CHAP. XIX. How to find the Horary Distance of a Reclining Declining Dial.

YOu have seen Chap. 17. how easily East and West Reclining Dials are to be made; and by the Figure in Chap. 18. how they fall out to be Circles of Position, as you may see by PORCQ.

I will shew you how all reclining Dials may be reduced to East or West Recliners, for some Latitude or other; and so the Hour-distance found by the Method of Chap. 17.

The Circles of Position, as have been shewed, do all cross one another in the North and South Points of the Meridian: Now therefore by the Point O, where the Plane cuts our Meridian, draw a new Horizon, as OBQC, and then shall you see your Plane in that Horizon to be a very Circle of Position.

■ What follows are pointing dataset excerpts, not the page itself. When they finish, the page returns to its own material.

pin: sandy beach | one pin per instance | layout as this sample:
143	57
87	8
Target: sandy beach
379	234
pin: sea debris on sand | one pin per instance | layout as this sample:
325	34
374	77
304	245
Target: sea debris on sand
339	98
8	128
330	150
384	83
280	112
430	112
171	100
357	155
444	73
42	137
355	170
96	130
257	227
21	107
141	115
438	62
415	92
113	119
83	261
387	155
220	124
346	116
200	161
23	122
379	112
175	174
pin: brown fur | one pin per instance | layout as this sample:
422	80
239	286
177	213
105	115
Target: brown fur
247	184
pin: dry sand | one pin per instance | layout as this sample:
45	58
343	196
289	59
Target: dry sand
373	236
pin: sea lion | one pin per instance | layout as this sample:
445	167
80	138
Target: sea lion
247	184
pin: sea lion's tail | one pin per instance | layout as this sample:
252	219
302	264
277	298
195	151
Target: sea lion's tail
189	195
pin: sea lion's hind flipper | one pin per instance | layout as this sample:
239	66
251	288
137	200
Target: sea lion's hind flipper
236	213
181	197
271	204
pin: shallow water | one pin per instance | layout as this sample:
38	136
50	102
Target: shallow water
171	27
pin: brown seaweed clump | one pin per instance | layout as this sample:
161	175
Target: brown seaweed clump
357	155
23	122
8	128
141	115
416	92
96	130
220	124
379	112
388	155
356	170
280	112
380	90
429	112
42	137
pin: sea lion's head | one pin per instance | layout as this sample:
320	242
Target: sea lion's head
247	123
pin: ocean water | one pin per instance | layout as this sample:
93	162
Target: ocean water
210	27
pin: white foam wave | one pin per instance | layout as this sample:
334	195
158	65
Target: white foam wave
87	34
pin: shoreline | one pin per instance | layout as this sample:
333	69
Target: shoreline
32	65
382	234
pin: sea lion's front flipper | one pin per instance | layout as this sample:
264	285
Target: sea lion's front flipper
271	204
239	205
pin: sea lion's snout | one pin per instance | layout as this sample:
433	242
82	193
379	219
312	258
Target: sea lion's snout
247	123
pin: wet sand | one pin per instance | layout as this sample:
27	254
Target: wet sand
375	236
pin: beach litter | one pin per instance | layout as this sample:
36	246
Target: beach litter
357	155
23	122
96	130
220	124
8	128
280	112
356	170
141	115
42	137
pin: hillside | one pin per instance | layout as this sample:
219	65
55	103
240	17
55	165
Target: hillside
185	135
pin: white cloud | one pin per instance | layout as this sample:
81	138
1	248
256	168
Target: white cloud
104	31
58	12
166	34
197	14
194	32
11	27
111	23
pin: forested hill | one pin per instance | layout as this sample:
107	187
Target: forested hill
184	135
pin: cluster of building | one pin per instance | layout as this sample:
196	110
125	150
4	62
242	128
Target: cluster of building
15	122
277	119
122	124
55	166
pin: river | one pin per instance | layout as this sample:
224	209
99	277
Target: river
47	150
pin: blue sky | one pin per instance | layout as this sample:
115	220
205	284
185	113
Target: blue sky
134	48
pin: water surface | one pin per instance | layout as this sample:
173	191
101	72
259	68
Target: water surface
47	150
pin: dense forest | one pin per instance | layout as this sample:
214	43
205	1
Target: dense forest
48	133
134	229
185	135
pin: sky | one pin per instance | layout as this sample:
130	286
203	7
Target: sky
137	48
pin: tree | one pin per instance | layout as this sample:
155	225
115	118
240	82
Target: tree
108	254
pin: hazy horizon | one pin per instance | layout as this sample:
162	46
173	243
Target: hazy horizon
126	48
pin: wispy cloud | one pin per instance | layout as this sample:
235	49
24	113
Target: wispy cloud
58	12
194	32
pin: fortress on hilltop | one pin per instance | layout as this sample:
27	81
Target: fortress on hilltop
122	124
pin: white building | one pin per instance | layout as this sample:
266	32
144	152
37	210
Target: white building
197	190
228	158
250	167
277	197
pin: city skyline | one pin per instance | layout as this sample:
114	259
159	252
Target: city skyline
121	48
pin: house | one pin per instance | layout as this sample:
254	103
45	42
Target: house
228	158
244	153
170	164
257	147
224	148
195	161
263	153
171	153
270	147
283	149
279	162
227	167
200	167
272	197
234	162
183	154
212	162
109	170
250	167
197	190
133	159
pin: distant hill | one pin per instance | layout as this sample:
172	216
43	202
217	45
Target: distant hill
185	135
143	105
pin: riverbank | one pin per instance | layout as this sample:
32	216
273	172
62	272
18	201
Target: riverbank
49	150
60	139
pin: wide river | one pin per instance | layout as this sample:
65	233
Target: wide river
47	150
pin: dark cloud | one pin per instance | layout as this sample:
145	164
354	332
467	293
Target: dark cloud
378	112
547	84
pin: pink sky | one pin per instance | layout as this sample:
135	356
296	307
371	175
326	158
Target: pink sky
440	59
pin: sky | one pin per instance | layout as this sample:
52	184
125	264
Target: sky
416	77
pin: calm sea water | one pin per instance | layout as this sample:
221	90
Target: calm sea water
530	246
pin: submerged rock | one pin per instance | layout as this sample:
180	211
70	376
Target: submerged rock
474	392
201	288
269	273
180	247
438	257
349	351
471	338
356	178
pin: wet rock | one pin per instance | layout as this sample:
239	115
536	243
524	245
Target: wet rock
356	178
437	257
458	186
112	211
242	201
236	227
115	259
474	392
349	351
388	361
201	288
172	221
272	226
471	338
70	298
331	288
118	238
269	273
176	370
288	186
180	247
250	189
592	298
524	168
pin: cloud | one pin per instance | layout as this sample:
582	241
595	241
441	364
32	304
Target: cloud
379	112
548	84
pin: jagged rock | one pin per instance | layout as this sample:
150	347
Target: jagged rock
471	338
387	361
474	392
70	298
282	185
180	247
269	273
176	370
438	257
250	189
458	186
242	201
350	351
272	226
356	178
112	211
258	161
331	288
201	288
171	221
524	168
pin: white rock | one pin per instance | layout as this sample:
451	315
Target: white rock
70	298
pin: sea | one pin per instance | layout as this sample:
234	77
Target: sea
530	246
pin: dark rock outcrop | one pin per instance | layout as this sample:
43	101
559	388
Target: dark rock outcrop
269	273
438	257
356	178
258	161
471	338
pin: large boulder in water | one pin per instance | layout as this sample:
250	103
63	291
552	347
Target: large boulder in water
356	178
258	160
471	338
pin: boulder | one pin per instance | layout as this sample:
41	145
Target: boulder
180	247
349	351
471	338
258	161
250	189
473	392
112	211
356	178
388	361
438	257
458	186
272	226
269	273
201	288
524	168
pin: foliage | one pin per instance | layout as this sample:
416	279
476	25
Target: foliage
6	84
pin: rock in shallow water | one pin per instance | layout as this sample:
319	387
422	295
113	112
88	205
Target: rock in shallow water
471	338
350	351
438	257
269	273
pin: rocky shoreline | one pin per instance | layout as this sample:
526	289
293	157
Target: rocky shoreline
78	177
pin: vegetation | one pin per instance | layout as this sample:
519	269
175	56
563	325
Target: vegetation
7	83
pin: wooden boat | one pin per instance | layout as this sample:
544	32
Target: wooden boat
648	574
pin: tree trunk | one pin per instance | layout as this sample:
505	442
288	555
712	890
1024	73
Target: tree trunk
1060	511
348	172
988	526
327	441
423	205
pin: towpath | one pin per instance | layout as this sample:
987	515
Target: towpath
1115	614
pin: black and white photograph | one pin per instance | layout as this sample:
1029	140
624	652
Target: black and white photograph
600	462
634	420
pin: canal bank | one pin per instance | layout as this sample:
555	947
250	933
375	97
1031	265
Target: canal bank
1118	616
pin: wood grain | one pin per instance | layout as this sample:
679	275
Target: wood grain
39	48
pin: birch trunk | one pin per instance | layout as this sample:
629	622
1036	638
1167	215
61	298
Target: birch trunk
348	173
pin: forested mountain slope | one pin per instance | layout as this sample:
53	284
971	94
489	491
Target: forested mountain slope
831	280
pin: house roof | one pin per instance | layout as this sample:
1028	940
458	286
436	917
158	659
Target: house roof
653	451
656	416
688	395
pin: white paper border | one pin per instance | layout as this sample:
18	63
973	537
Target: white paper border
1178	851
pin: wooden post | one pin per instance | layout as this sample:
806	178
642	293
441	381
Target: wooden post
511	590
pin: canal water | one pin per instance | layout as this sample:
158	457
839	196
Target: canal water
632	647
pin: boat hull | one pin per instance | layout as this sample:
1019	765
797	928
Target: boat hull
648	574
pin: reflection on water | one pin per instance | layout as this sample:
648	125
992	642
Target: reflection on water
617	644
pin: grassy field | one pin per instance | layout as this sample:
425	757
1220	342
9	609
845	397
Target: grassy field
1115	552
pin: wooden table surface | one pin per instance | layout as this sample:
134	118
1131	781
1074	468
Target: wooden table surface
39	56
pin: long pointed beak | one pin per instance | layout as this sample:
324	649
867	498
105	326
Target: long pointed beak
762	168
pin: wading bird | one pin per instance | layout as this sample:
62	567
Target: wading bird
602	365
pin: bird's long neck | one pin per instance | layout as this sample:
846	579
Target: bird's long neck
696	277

But now we are gotten into a new Latitude OP, called before Chap. 18. the Posi∣tion Latitude; and we have here a new Reclination: for whereas this Plane reclineth in our Latitude ZFL 45 deg. his Position Reclination is O, viz. ZOL or POR 60 deg. In the making of this Dial therefore you shall forget your own Latitude, and the Planes Reclination in your Horizon; and with this new Latitude and Reclina∣tion make the Dial after the manner of the East Recliner, Chap. 17. not regarding the Declination at all: for the Base of this Plane is now fallen into the Horizontal Line of the Meridian; and his Declination being a Quadrant, he is become a Regular Plane, and neither his Declination nor Reclination shall much trouble you.

How to place your Noon-line from the Horizontal or Vertical Line of the Plane, you have found already.

Page 32

Note, Your new Latitude is PO 16 d. 14 m. then you know your Plane is the 60 d. Azimuth from the Axis, because POR is 60 deg. as before 90 deg. farther from the said Azimuth you have the Pole of the Plane, and therefore is the Meridian of my Plane, and shall make the Substile of my Dial OPR 3 deg. 1 min. his Distance from the Meridian of the Place in that Aequinoctial, and is therefore the Difference of Lon∣gitude, as before.

Then have you the Side PR the Height of the Stile 14 deg. 1 min. or Elevation of the Gnomon, as before: Likewise have you OR the Declination or Substile Distance from the Meridian 8 deg. 17 min. as before, and you may proceed to draw the Dial in like manner as you have been directed in Chap. 16.